Where in the World Cup: Russia 2018 leaves a carnivalesque mark on tournament history

Félicitations les Bleus and thank you Russia for showcasing football’s global appeal. The 2018 FIFA World Cup hit all the right notes, providing goals, upsets, underdogs and star power. There is a feeling that, even after the post-tournament giddiness has died down, Russia 2018 will be placed alongside the great World Cups – and certainly crowned the best of my lifetime. However, Russia’s lack of a PR-friendly culture and rich footballing heritage initially led to a degree of reserve, verging on pessimism, rarely seen in pre-tournament media coverage. So what was it then that ultimately made Russia 2018 so spectacular?

Well, the pre-tournament negativity never burdened proceedings. Instead, Russia 2018 was freed from the high expectations that have weighed down previous editions. This was evident from the offset, with an opening ceremony that featured Robbie Williams giving the finger to a live TV audience of millions, as Russia 2018 declared its intent to move to a tempo that Rio 2014, most notably, failed to keep up with.

Nothing better exemplifies the legacy of Russia 2018 than the host nation’s own progress. Criticized for being the worst Russian team in memory due to their time-worn defense and lack of youthful energy, Russia casually shrugged off their critics by lumbering into the quarter-finals. In doing so, they scored spectacular goals – namely Denis Cheryshev’s parabolic outside-of-the-boot strike which eliminated Cup-favourites Spain. The team also played its part in one of the games of the tournament: a knife-edge 2-2 match against Croatia which proved that extra time is not always superfluous.

Although the least romantic of host nations on paper, the Russian team set the tone for a World Cup that showed little respect for established hierarchies, felling the reputable and deified without fuss. Case in point are Spain who, despite glimmers of brilliance against Portugal in a frenzied 3-3 thriller, were forced to concede that the possession-based football central to their bygone generation of champions has finally fallen. La Furia Roja completed over 1,000 passes near and around (but not through) a stubborn Russian defense, before bowing out on penalties.

Other nations with great histories, Argentina and Germany, followed Spain’s example. Fleeting moments of brilliance aside, such as Messi’s unfeasibly fluid thigh-boot-shot screamer against Nigeria, or Toni Kroos’ 95th-minute free-kick winner into the top corner against Sweden, both nations limped out, exposed and humiliated on the global stage.

Argentina’s exit in particular seemed to symbolize a changing of the guard, as 19-year old French phenomenon Kylian Mbappé repeatedly cut Argentina apart with his blistering pace and unapologetically direct play in their July 30 round-of-16 game.
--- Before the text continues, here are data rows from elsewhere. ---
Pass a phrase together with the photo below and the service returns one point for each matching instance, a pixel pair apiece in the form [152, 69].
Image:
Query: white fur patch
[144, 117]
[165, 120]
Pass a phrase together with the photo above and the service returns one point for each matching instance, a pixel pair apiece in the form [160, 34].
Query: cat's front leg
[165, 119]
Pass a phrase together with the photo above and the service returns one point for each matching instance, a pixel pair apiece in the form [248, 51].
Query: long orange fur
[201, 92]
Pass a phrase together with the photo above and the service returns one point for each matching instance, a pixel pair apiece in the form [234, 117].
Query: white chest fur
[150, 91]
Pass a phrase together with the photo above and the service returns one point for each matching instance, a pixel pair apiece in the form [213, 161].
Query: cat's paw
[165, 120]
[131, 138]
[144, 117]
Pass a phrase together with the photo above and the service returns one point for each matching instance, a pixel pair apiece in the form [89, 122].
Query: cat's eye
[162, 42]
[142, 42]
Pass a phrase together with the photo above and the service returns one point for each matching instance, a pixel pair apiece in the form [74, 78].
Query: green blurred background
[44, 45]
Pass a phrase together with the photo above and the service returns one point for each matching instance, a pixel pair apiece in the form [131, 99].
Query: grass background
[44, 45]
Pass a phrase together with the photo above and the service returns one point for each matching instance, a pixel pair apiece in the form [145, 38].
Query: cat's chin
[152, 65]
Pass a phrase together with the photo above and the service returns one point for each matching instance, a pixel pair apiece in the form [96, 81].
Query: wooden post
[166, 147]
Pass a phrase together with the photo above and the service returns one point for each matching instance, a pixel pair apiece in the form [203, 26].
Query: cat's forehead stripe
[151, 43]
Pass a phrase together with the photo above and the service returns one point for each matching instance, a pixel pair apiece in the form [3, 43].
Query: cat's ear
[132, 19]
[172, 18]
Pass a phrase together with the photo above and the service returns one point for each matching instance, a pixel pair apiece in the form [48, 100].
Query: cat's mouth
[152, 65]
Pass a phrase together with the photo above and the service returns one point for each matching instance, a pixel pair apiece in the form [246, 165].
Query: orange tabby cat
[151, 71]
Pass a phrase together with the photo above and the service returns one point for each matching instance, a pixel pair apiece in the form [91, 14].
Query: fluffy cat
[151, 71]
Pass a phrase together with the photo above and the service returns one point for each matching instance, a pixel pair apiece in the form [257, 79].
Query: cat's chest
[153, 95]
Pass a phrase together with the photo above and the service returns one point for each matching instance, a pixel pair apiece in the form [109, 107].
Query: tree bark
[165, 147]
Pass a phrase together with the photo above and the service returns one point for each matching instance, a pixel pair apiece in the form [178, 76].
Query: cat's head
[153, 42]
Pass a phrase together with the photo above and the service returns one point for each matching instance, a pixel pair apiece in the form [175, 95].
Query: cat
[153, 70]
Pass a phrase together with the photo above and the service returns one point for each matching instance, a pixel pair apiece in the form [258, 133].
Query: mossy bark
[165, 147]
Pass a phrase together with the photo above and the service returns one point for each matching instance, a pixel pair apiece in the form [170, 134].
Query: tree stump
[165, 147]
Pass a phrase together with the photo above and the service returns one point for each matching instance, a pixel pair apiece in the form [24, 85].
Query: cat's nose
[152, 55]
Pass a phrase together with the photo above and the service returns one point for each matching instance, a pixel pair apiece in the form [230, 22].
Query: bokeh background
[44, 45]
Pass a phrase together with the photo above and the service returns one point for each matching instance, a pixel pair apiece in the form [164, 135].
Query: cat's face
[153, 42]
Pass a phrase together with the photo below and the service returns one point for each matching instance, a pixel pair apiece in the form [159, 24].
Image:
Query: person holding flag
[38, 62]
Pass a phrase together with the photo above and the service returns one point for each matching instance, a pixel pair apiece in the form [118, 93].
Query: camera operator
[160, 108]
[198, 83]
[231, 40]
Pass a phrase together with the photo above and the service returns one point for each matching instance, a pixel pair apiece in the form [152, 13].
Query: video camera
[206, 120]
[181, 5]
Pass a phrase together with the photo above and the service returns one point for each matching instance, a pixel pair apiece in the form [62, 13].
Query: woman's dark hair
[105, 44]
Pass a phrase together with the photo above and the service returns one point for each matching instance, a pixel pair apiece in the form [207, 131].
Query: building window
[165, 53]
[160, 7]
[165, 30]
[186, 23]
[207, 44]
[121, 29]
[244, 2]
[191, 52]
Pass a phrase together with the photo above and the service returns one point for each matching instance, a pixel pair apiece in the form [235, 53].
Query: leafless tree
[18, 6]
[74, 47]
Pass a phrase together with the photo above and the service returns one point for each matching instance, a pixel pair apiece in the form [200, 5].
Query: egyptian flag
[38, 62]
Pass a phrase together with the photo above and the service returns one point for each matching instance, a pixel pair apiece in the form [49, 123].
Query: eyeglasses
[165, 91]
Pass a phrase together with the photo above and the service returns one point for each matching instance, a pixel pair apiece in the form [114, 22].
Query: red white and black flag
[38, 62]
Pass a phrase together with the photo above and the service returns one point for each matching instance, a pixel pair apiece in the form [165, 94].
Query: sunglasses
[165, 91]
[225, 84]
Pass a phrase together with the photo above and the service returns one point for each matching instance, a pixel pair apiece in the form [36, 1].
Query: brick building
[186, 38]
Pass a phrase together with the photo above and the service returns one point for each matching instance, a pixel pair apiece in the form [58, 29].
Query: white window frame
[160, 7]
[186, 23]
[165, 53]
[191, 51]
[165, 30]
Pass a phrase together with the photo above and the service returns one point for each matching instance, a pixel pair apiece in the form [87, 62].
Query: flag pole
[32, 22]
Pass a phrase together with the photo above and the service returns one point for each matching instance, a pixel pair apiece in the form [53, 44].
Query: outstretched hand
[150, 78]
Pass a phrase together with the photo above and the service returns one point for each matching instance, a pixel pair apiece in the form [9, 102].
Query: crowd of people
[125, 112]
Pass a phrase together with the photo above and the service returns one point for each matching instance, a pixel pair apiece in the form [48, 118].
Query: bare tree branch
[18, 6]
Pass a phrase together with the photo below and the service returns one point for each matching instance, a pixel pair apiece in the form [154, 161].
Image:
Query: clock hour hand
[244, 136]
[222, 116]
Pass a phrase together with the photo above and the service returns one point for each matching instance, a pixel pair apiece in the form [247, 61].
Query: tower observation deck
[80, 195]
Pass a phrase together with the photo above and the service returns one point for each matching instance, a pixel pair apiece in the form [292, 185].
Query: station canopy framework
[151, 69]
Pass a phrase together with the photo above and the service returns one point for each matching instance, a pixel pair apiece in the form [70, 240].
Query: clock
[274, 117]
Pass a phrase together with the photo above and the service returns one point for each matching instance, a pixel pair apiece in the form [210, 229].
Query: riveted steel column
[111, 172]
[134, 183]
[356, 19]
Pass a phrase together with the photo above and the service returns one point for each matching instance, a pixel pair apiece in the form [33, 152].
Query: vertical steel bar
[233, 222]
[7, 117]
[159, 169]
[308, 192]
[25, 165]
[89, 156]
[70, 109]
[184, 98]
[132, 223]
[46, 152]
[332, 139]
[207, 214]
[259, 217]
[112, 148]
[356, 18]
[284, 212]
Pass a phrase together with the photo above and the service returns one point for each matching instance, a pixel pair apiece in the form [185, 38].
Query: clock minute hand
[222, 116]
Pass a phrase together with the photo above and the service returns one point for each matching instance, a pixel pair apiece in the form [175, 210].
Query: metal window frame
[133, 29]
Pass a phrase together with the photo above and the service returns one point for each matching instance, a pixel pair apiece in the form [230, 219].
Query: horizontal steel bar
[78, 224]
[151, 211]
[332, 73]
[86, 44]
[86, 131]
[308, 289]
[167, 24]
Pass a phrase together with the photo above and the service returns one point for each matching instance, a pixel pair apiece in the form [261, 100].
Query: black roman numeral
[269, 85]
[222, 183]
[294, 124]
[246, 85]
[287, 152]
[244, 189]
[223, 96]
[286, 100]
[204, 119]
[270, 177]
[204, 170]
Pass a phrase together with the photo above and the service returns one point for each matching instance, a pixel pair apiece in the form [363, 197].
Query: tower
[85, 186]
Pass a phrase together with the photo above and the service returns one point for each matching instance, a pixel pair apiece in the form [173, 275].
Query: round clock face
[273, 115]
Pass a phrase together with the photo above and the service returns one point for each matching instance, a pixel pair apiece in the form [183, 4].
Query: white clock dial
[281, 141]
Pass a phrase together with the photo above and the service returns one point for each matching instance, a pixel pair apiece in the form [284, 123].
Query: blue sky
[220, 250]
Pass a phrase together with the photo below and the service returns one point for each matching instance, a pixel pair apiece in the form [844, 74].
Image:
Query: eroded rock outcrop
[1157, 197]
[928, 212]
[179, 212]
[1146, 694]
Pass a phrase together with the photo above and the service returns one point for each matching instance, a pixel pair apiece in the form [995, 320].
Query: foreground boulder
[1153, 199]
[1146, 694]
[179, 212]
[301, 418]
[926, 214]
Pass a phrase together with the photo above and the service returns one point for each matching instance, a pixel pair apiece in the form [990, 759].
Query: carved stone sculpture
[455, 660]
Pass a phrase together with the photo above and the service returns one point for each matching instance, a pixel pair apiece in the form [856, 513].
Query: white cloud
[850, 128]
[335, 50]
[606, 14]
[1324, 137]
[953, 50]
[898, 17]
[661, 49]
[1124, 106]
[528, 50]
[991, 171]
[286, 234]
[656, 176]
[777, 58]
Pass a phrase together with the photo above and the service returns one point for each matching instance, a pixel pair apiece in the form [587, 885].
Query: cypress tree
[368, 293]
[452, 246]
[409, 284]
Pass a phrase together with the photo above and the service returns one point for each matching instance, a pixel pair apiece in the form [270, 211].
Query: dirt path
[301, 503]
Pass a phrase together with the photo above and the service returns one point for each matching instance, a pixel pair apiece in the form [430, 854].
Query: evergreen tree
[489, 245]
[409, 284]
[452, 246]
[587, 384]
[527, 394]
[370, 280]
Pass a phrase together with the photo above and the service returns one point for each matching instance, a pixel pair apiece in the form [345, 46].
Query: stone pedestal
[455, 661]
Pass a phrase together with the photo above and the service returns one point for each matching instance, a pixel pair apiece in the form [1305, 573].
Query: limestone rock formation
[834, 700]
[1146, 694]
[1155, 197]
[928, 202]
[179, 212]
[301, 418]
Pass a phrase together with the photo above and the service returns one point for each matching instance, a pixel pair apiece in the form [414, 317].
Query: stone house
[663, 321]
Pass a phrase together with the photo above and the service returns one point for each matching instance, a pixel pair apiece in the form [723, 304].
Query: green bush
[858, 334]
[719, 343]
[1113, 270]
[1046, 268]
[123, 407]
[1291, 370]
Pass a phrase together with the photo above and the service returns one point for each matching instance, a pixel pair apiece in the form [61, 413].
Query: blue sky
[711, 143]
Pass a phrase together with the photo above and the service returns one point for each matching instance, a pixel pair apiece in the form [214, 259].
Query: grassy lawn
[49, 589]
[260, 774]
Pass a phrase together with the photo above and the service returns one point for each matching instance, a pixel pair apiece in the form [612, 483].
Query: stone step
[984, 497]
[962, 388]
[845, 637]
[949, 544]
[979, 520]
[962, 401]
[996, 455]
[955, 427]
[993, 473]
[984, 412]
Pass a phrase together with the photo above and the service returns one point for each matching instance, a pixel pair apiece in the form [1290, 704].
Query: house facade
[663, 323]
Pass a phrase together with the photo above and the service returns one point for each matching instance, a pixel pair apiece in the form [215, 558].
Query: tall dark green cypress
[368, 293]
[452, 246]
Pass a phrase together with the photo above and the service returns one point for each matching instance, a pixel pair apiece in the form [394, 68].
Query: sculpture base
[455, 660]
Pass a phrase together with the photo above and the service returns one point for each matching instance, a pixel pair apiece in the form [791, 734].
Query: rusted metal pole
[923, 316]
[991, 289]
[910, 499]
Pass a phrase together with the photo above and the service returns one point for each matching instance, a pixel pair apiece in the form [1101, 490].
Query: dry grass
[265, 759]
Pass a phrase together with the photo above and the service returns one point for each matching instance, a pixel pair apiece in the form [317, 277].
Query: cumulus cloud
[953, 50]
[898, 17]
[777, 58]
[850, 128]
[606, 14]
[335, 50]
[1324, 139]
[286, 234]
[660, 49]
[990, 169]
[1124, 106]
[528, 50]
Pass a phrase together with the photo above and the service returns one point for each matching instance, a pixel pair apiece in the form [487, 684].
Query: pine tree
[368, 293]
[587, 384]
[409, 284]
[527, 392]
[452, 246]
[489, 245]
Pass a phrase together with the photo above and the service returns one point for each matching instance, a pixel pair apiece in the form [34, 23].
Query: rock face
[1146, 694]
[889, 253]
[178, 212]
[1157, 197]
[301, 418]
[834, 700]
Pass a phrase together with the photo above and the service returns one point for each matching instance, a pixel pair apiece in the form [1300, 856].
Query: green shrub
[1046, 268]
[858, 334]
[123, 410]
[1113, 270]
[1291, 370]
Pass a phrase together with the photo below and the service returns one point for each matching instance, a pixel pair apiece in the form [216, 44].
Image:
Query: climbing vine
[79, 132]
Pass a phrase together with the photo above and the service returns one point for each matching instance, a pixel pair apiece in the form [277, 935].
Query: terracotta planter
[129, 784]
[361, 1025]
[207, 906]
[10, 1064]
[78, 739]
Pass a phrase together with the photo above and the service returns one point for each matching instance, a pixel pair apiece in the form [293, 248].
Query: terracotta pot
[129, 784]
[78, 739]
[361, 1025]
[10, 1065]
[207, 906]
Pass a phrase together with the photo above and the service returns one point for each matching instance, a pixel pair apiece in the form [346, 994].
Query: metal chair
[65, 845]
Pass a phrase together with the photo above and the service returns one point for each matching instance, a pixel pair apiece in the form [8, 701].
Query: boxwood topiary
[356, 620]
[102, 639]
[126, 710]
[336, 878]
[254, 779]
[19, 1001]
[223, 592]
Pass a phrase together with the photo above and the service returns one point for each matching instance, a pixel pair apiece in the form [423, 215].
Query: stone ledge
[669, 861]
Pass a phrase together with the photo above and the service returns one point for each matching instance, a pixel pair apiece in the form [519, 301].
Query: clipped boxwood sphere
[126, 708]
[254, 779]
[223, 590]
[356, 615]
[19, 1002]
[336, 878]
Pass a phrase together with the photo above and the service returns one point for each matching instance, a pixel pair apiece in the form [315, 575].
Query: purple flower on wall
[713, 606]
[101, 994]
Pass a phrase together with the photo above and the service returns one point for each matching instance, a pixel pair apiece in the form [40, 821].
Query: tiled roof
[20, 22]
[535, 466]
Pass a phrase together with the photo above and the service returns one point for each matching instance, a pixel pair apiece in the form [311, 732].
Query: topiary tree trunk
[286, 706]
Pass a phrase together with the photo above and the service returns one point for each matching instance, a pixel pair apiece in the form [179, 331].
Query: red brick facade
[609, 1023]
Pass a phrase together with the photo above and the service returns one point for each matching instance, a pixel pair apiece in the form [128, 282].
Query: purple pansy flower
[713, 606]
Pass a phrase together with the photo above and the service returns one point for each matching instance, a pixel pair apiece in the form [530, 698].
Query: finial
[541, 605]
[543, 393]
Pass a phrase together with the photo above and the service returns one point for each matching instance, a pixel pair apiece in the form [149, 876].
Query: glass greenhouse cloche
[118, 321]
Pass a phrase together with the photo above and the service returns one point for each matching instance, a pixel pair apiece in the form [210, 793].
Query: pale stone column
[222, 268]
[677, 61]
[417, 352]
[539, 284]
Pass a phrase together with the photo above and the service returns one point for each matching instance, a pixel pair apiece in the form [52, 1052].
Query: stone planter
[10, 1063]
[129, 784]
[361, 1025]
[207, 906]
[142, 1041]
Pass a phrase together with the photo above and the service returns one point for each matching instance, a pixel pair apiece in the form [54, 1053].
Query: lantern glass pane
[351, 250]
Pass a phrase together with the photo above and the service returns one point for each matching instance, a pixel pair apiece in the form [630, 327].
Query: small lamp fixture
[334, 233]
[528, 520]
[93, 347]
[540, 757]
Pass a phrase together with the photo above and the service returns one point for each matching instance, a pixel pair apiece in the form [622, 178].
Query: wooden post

And in many ways, Russia 2018 was all about the old making way for the new. England’s penalty voodoo, having prevented them from ever winning a penalty shootout in their World Cup history, was finally conquered on a tense, muggy evening against Colombia. Decades of under-performing on the international stage were forgotten in England, if only for a few euphoric weeks, as the national team reached the semi-finals for the first time since Italia 90. Boasting the second youngest team in the tournament, England’s youthful dynamism and decidedly un-English winning mentality buoyed a nation, despite a costly inability to capitalize on the weaknesses of more seasoned opponents.

The only team younger than England were champions France, whose faltering early performances against Denmark and Australia gradually gave way to the assured, solid displays that came to characterize their tournament run. Oddly, despite a wealth of attacking talent, the French side failed to consistently perform with flair or fluidity. This was instead a team that relied on brilliant individual performances, tactical discipline and a self-belief in their ability to exploit any split-second opportunities presented.

Russia 2018 was a tournament crafted in the image of the carnivalesque, defying established narratives and hiding frenetic entertainment in the unlikeliest of places. This was a timely reminder of football’s ability to mobilize the collective, transforming individual action into geophysical force – see the nation-wide celebrations following Mexico’s goal against Germany registering as seismic activity. Russia 2018 gave an account of football at its most removed, as a game of structure, chaos, courage, kinesthetic beauty and, at its least, a lot of fun.